Local languages in the European area of justice


The Ministry of Justice of France  has warned the General Council of the Spanish Judiciary on the bad practices of some Catalonian judges and magistrates, who send their resolutions to their French colleagues written in Catalan. France has raised a complaint to the CGPJ, which in turn has sent a letter to the president of the Superior Court of Justice of Catalonia,  reminding that France will only accept foreing judicial communications in French, English, Italian, German or Spanish, and “do not accept any other language.”

The CGPJ  explains the case of a Court of Cassa de la Selva (Girona), which sent a letter of request to the neighboring country drafted exclusively in Catalan. In the CGPJ’s opinion, this attitude amounts to a violation of the rules of linguistic uses. The CGPJ also points out that European countries have the power to decide which foreign languages other than their own they accept for judicial documents to be referred to them. It also notes that the French Huissiers de Justice are annoyed by the frequent use of Catalan in the forms and letters sent by Catalan courts.

According to a  journalist point of view (see El Mundo, 17.05.2010),  this approach of the judiciary may be influenced by the fact that both Catalonian police and justice are instructed to prioritize the Catalan language in their writings. In case their documents have to be sent to another Spanish court outside Catalonia, they must be translated. This obligation can not be extrapolated to countries where the language of communication is not recognized as official.

The CGPJ has urged Catalonian judges not to send more documents written in Catalan to the neighboring country.

5 replies
  1. Gilles Cuniberti says:


    very interesting post. I am surprised to hear that French authorities would actually understand even Spanish!

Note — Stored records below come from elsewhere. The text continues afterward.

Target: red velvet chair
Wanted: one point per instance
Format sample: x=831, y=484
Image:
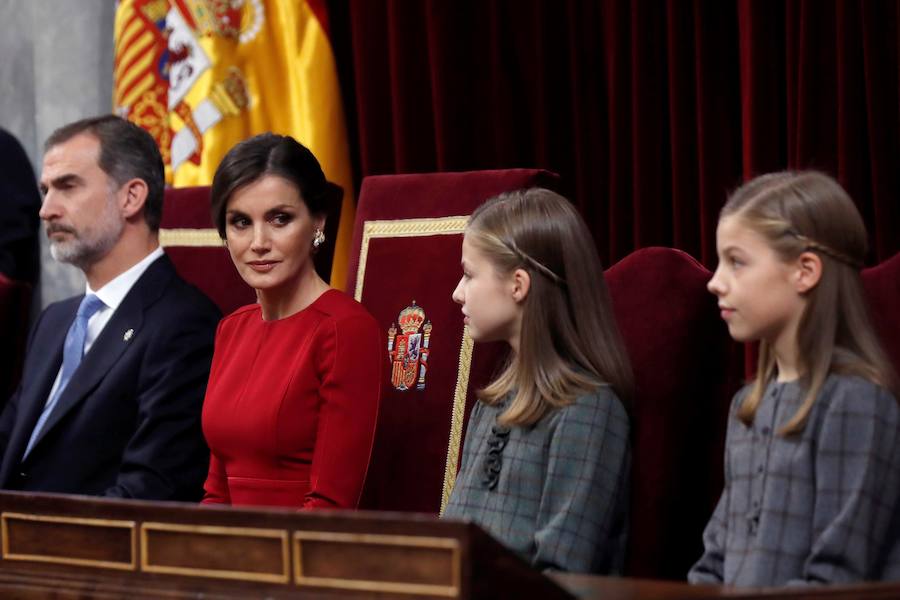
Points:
x=192, y=242
x=404, y=266
x=15, y=300
x=882, y=285
x=686, y=370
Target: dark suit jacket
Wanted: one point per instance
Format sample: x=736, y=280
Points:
x=19, y=206
x=128, y=423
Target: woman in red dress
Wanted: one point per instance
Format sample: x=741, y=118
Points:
x=293, y=393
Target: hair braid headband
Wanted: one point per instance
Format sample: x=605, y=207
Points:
x=534, y=263
x=836, y=255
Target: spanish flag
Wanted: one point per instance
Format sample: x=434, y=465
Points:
x=202, y=75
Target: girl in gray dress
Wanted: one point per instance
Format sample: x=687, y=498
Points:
x=812, y=457
x=545, y=463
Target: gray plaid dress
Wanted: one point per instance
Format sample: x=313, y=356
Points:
x=555, y=493
x=822, y=506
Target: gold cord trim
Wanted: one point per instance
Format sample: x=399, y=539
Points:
x=194, y=238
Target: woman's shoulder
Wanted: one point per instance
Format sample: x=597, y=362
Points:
x=852, y=393
x=341, y=307
x=600, y=403
x=240, y=316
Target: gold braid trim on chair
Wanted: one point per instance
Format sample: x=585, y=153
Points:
x=459, y=415
x=195, y=238
x=420, y=228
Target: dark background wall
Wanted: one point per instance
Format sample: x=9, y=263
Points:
x=650, y=110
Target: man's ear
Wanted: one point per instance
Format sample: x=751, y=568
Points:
x=808, y=271
x=132, y=197
x=521, y=284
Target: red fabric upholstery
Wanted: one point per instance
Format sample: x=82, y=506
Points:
x=411, y=447
x=882, y=285
x=686, y=369
x=15, y=299
x=209, y=266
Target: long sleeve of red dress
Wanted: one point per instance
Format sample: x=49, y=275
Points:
x=292, y=404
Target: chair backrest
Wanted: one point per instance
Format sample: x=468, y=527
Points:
x=686, y=370
x=193, y=244
x=15, y=300
x=404, y=266
x=882, y=285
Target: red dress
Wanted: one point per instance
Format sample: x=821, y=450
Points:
x=291, y=406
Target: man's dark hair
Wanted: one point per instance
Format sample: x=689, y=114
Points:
x=126, y=152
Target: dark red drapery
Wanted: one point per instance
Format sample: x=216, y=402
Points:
x=650, y=110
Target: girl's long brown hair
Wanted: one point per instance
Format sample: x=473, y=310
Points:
x=809, y=211
x=570, y=343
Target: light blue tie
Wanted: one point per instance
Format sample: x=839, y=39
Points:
x=73, y=350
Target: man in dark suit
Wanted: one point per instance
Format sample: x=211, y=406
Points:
x=113, y=383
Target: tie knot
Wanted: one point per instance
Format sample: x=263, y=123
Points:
x=89, y=305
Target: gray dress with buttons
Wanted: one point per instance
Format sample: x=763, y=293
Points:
x=822, y=506
x=556, y=493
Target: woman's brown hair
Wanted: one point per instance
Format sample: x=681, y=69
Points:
x=570, y=343
x=809, y=211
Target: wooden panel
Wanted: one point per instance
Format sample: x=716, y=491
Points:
x=248, y=554
x=101, y=543
x=378, y=563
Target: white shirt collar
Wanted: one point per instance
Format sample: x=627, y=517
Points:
x=115, y=291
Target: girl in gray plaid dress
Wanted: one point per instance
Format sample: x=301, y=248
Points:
x=546, y=457
x=812, y=453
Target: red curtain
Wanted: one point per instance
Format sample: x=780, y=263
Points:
x=650, y=110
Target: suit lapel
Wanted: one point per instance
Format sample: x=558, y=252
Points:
x=122, y=330
x=39, y=380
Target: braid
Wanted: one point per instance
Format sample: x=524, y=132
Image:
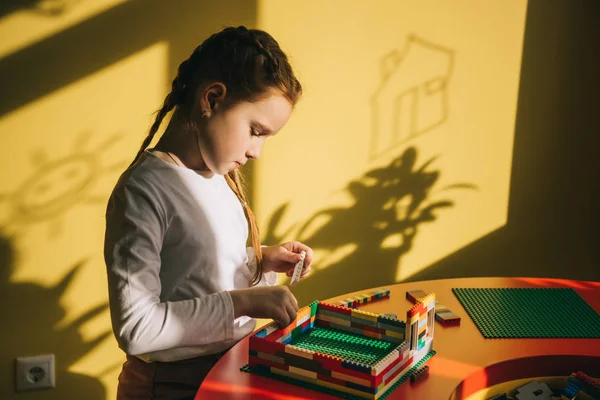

    On a more serious note, I wonder this: if a Catalonian judge sends a request to a French authority, this must be because he needs the input of that French authority. So it seems to me that it should be in his own interest to write the request in a language which is likely to be understood by the French authority. What kind of game is he playing at writing a request in a language nobody understands? He just does not care for the answer?

  2. Marta Requejo says:

    The use of language (languages) in Spain is a very complex and highly politicized issue … when, in my view, as you say, practical considerations should prevail!

  3. Gordon Keck-O says:

    The judge probably considers that judgments in Catalan are easier to decipher for a French judge than a decision in Spanish. After all, Catalan is much closer to French than Spanish is, sharing pronouns, vocabulary and grammatical rules that are absent in Spanish.

    It’s not my intention to support the judge’s action, but there appears to be a certain rationale behind it all (no matter how questionable it might be in strictly legal terms).

  4. Marta Requejo says:

    It seems to me that’s an overly optimistic opinion. And, anyway, if what you are looking for is a language that ensures understanding of the receptor, the logical thing to do is to use his own language, or one that he has established as eligible.

  5. Laura Carballo Piñeiro says:

    Regarding to the journalist’s point of view, I would like to remind that, besides Spanish rules on the use of official languages by the justice, Spain has signed the European Chapter of Regional or Minority Languages, with binding dispositions on this issue as well (which are also applicable to non official languages in Spain).